As for those who have purchased homes, interest rates are another major factor that affects their ability to build wealth and a financially stable future.
“The housing market will create a bifurcated class of millennials: those who obtained a mortgage at 3% or below and those who will pay over 7%,” Graves said. “The millennials less burdened by their mortgages have a clear economic advantage going forward, similar to those who had their college covered by parents or scholarships.”
Higher Earnings and Career Progression Contribute to Success
The youngest millennials right now are in their mid-20s, while the oldest are in their early 40s. What this means is that many people in this generation are starting to progress in their careers and earn more money.
“Millennials are entering their prime income-earning years,” Graves said. “The malaise after the financial crisis is gone. The labor market is still hot; workers can capitalize on pay raises or new jobs.”
In many cases, these higher incomes and better job opportunities have given millennials the chance to save more money or spend it on the things they couldn’t before.
“Millennials have delayed many things, such as starting a family, buying a house or taking that dream vacation,” Graves said. “Now that millennials earn more, they spend on everything they feel they missed.”
On the other hand, the wage gap continues to increase.

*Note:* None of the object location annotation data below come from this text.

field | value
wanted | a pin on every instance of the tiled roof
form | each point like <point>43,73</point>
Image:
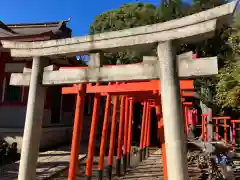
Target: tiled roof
<point>57,29</point>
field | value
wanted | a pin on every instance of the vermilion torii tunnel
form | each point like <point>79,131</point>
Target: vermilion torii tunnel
<point>145,92</point>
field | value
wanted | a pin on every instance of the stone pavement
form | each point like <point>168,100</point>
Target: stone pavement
<point>49,163</point>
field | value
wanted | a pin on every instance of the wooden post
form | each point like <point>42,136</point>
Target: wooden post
<point>112,137</point>
<point>92,138</point>
<point>162,141</point>
<point>145,131</point>
<point>33,122</point>
<point>125,134</point>
<point>103,139</point>
<point>142,131</point>
<point>130,121</point>
<point>77,131</point>
<point>120,133</point>
<point>149,131</point>
<point>172,112</point>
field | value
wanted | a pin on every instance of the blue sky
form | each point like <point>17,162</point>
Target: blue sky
<point>82,12</point>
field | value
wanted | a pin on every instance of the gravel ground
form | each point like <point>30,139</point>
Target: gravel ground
<point>150,169</point>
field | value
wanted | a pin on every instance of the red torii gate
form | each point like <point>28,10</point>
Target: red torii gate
<point>143,91</point>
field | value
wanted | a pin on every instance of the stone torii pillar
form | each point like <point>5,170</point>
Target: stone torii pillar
<point>172,111</point>
<point>33,122</point>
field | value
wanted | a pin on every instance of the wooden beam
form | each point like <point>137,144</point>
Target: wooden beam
<point>131,72</point>
<point>48,68</point>
<point>128,87</point>
<point>194,25</point>
<point>14,67</point>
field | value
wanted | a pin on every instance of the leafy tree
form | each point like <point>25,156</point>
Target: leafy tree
<point>127,16</point>
<point>228,85</point>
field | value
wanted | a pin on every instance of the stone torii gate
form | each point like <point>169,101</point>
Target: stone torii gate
<point>165,67</point>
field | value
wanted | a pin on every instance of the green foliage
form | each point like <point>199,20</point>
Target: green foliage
<point>127,16</point>
<point>228,85</point>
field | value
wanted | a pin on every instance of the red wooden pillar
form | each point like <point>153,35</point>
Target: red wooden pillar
<point>77,132</point>
<point>125,134</point>
<point>103,138</point>
<point>130,130</point>
<point>91,144</point>
<point>162,140</point>
<point>112,137</point>
<point>149,130</point>
<point>142,130</point>
<point>145,130</point>
<point>120,133</point>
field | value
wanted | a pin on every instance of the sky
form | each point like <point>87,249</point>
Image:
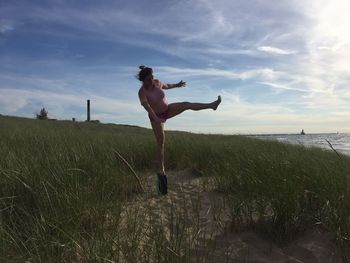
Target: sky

This has made it harder to achieve financial success or stability.
“The job market has improved since the recession and rebounded since the pandemic,” Kotlere said. “However, millennials still face wage dissatisfaction, and many earn less than they wish they would. The financial reality of the hefty student loan debts that this generation is carrying, as well as [the] overall changing economic situation … creates an overall picture of why millennials are called the ‘unluckiest’ generation when it comes to financial stability.”

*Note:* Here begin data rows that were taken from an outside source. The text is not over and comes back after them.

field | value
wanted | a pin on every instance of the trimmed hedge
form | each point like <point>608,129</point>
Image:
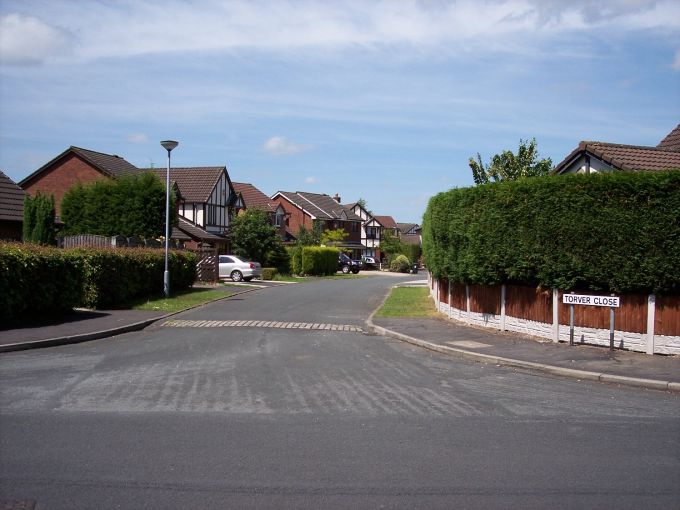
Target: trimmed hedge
<point>319,260</point>
<point>617,232</point>
<point>42,279</point>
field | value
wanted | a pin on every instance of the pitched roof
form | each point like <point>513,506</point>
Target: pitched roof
<point>386,221</point>
<point>194,231</point>
<point>110,165</point>
<point>253,197</point>
<point>406,227</point>
<point>194,183</point>
<point>672,140</point>
<point>11,199</point>
<point>320,206</point>
<point>632,158</point>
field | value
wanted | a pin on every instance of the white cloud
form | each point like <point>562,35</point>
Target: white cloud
<point>676,63</point>
<point>26,40</point>
<point>280,146</point>
<point>126,28</point>
<point>138,138</point>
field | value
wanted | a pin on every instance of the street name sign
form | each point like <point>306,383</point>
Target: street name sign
<point>584,299</point>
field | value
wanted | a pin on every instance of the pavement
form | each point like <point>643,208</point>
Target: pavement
<point>434,333</point>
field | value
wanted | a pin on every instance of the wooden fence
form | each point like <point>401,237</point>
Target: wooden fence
<point>643,323</point>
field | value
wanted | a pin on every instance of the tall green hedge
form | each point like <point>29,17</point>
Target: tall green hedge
<point>319,260</point>
<point>616,232</point>
<point>40,279</point>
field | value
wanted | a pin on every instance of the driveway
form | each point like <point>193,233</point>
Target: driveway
<point>215,414</point>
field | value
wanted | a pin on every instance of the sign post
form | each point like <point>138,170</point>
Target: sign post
<point>611,301</point>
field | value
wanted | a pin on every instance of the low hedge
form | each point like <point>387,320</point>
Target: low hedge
<point>42,279</point>
<point>617,232</point>
<point>319,260</point>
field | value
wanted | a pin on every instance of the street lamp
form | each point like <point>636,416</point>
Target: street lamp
<point>168,145</point>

Technology and Investments Also Help Build Financial Success
There are many ways millennials (and other generations) can achieve financial stability. One of the big ones is to implement technology to manage one’s finances and build wealth. To do this, Warb suggested “leveraging technology-driven financial management tools, including digital banking services, expense tracking software and online shopping utilities.”
Kotlere added, “Since millennials are tech-savvy, they are the first generation to start actively investing … rather than relying on salaries and social benefits. Therefore, they lean towards various investment opportunities.”
While investing and using technology can help millennials become financially successful, it’s important to consider the risk involved, as well as one’s own goals and financial situation.